Characterization of the performance and pollutant emissions of industrial burners and furnaces is of key importance in combustion systems. This topic is significant for both existing combustion systems and new ones. These goals include research and development of technology, providing solutions for industrial performance issues, and verifying the correct operation of combustion systems, as well as improving performance indicators such as fuel consumption, pollutants, capacity, and production quality. This lecture will focus on methods for characterizing and evaluating combustion systems on a laboratory scale. In this regard, scaling methods and their associated challenges will be presented. The scope and accuracy of these methods will then be discussed by presenting the results of combustion simulations. In the second part of the presentation, characteristic parameters for evaluating the performance of furnaces and burners will be introduced, and a method for integrating these parameters into performance maps for burners and furnaces will be explained. The final section of the presentation will cover examples of research conducted on evaluating the performance of combustion systems in MILD combustion furnaces, thermal burners, and industrial combustion units. It seems that developing methods for characterizing combustion systems can lead to providing practical solutions for improving the performance of industrial units related to combustion.
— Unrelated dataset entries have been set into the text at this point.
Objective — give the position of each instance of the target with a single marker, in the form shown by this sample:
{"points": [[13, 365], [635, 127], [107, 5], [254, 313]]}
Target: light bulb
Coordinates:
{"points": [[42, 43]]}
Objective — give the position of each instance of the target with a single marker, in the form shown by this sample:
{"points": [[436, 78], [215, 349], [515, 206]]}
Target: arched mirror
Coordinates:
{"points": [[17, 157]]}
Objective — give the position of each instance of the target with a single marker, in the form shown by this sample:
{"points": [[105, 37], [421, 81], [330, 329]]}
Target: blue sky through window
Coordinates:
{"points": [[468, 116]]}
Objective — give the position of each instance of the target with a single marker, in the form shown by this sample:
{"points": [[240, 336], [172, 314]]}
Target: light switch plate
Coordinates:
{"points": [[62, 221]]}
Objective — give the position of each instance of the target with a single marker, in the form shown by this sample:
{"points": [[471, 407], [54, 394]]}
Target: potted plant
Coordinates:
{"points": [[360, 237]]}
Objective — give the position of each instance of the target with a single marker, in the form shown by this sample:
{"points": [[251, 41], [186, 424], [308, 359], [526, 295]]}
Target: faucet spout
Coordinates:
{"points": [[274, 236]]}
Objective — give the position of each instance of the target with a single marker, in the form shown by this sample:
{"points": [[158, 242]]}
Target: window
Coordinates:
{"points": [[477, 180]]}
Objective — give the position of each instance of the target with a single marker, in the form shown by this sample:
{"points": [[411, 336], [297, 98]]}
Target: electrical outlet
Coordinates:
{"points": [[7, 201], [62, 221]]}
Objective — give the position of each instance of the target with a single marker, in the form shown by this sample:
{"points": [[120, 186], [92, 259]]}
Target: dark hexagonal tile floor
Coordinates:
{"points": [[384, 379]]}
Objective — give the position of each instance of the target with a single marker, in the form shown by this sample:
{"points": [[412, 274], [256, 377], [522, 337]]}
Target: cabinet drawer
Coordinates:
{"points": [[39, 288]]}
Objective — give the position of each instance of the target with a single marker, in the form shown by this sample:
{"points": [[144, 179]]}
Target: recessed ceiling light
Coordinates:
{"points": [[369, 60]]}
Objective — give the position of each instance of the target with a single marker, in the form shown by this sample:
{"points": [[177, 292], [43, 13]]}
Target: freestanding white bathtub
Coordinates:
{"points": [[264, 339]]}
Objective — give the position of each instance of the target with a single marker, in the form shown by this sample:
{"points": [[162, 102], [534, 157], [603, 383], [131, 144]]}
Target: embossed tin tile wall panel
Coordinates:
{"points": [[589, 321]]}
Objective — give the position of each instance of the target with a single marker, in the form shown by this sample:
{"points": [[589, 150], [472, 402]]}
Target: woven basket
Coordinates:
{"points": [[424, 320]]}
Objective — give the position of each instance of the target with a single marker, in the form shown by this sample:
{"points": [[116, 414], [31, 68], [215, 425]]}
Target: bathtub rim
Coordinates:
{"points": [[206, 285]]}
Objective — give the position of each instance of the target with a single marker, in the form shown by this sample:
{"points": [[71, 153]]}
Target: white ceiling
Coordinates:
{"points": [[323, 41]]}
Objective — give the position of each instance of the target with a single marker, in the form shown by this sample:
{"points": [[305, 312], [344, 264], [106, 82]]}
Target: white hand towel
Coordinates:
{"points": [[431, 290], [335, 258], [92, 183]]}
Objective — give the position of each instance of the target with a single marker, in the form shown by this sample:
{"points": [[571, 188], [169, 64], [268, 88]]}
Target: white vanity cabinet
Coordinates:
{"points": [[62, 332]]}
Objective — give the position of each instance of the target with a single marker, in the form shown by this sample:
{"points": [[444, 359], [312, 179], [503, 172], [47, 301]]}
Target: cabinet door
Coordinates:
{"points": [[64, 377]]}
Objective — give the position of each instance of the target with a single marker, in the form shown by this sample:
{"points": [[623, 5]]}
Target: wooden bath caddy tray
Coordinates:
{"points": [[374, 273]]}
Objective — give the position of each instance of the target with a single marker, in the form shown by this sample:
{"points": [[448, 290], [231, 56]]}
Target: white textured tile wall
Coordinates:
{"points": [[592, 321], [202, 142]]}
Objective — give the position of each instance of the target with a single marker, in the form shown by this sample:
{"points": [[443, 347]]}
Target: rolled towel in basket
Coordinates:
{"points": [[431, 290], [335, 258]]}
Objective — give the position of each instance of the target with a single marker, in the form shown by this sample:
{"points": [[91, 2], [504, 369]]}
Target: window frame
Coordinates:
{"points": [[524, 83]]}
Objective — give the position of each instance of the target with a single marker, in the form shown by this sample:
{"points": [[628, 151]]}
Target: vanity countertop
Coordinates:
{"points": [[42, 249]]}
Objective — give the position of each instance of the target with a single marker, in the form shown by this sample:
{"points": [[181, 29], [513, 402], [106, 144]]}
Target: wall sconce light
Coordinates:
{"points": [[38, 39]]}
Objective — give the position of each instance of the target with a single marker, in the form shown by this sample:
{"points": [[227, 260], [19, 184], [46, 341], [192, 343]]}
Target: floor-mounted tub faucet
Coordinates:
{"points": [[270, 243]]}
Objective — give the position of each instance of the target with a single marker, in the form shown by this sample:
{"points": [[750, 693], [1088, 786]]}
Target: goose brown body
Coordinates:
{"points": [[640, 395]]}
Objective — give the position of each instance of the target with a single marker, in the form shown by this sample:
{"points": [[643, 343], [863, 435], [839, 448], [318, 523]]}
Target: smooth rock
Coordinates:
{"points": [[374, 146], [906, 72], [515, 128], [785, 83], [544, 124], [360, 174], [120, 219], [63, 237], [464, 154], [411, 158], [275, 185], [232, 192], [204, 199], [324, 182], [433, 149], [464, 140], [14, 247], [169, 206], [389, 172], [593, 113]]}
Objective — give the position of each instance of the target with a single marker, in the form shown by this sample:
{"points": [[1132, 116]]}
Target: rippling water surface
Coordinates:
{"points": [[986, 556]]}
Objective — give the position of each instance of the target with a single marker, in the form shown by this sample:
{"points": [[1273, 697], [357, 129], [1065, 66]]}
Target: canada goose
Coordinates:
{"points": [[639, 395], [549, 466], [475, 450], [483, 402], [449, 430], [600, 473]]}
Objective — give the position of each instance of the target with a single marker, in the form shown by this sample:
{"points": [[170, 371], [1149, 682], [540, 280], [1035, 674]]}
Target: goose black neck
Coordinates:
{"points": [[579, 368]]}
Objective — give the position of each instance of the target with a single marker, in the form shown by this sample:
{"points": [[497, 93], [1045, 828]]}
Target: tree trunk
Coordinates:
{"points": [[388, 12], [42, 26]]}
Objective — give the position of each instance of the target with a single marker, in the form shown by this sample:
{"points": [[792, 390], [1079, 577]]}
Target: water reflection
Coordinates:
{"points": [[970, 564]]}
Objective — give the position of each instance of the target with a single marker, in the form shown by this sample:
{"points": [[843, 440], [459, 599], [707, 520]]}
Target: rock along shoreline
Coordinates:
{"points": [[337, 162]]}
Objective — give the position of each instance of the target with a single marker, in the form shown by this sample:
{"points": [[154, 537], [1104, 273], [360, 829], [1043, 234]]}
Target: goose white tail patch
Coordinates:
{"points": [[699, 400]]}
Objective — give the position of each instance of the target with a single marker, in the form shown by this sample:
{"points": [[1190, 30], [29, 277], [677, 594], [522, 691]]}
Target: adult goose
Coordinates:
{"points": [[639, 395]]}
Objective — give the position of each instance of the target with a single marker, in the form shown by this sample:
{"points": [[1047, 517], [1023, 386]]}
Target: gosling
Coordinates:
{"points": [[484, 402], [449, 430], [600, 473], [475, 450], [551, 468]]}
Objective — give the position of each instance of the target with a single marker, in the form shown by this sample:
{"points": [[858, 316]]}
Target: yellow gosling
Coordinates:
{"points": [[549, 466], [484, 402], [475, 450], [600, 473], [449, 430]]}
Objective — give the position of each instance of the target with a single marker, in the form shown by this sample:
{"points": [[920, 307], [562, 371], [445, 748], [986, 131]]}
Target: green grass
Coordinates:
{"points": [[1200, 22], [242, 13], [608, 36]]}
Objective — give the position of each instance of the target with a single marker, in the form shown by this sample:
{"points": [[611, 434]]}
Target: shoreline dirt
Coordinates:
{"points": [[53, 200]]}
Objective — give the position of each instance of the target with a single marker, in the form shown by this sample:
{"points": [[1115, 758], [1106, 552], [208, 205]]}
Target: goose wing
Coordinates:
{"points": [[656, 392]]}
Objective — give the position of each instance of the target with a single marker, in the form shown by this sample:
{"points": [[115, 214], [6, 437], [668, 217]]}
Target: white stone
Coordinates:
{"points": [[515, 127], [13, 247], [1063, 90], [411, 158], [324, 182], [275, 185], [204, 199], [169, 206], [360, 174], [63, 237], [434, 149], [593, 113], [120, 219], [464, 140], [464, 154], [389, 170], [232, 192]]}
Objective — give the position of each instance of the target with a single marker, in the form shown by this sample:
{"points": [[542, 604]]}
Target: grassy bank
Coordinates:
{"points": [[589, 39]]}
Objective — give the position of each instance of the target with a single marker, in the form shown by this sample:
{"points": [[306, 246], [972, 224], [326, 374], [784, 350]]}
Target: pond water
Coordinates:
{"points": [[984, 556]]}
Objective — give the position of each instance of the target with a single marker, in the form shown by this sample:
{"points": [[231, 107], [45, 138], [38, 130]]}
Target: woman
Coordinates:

Therefore, focusing on technical knowledge and implementation on a laboratory scale and then on an industrial scale can be considered a key priority for the country's scientific and industrial center.

Biography:
Mohammad Zobatian received his Ph.D. in Mechanical Engineering from Sharif University of Technology and is currently an Associate Professor at the School of Mechanical Engineering, Tarbiat Modares University. He is the head of the National Combustion Laboratory and serves as the Vice-President of the Iranian Combustion Society. His research focuses on industrial combustion, particularly thermal burners for water heating and cooking applications, as well as industrial furnaces for steel heating. These efforts have led to the publication of high-quality journal articles and the execution of several research projects in collaboration with industry. He has been actively involved in organizing meetings of the Iranian Combustion Society and has continuously contributed to the society’s outreach and promotional activities.